In response to written parliamentary questions, Scottish ministers revealed that the 4,550 shops liable for the intermediate and higher property rates will see their rates bills rise by a total of £31.2 million a year. This 6.7 per cent increase propels the business rate for these establishments to a 25-year peak. Particularly, 2,410 stores that are liable for the higher property rate will endure a steeper business rate than their counterparts in other parts of the UK, potentially placing them at a competitive disadvantage, according to the British Retail Consortium (BRC).

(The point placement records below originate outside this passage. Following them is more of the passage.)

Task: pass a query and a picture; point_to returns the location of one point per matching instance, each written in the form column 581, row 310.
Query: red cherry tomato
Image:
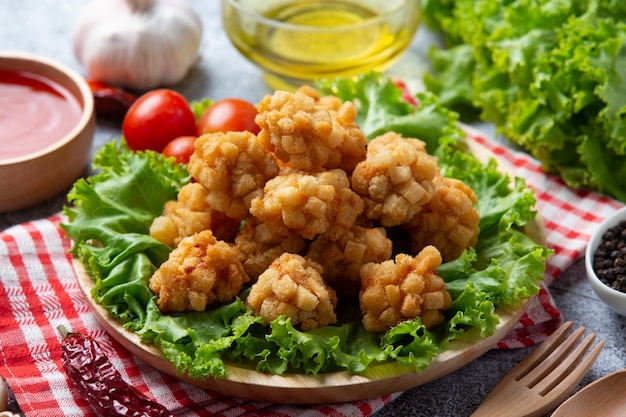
column 180, row 148
column 229, row 114
column 156, row 118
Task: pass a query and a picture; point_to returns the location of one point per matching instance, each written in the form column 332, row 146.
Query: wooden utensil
column 603, row 397
column 544, row 378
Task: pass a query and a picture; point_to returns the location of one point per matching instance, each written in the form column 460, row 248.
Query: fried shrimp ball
column 233, row 167
column 448, row 221
column 402, row 290
column 293, row 286
column 342, row 259
column 309, row 204
column 259, row 245
column 396, row 178
column 200, row 271
column 309, row 134
column 189, row 214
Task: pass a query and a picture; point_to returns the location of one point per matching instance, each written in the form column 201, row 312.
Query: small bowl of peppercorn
column 605, row 260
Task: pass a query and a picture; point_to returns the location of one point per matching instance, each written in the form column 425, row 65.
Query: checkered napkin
column 38, row 292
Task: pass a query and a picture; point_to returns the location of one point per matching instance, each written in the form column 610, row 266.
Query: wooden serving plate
column 308, row 389
column 329, row 387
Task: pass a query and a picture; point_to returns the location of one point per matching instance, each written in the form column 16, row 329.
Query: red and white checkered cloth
column 38, row 292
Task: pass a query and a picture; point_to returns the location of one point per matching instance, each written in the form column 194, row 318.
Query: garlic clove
column 140, row 46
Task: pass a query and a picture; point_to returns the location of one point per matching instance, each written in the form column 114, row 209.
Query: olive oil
column 323, row 38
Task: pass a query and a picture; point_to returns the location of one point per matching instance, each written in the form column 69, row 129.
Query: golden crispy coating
column 310, row 205
column 405, row 289
column 233, row 167
column 189, row 214
column 292, row 286
column 309, row 133
column 183, row 217
column 396, row 178
column 259, row 245
column 448, row 221
column 342, row 259
column 200, row 271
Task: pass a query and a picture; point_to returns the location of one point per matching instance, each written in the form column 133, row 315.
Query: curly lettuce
column 112, row 212
column 550, row 74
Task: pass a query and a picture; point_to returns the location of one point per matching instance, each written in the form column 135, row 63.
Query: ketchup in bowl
column 35, row 112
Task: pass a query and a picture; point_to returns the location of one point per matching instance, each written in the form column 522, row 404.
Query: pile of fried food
column 301, row 211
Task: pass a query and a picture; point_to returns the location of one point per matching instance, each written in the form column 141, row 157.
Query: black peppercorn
column 609, row 260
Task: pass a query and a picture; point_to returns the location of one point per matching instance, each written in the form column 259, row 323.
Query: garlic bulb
column 139, row 44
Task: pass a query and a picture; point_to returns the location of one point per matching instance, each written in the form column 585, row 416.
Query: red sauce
column 35, row 112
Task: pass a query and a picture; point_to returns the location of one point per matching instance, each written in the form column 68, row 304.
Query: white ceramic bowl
column 615, row 299
column 26, row 180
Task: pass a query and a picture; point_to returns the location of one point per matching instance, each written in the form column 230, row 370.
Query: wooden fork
column 544, row 378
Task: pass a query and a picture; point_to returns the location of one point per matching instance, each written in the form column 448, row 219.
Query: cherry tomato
column 229, row 114
column 181, row 148
column 156, row 118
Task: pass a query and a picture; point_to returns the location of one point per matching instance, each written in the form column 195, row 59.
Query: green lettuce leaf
column 550, row 74
column 112, row 211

David Lonsdale, director of the Scottish Retail Consortium, said: “Scottish retail sales are flatlining, shopper footfall remains below pre-pandemic levels, and the economic outlook is uncertain. Yet despite this, shops in Scotland occupying medium-sized and larger premises are set to fork out a whopping £31 million extra annually in taxation starting from next week as the business rate spirals to a twenty-five-year high.
“Public policy is loading new statutory costs onto stores, many of whom underpin the health and viability of Scotland’s high streets and retail destinations. This increases the cost of maintaining stores and serves to make things even trickier for retailers striving to trade profitably and become more productive. The sheer magnitude of this tax hike is starkly at odds with Scottish Government promises to ‘use business rates to boost business’. Things could get worse if ministers press ahead with a new business rate public health surtax on larger grocery stores.”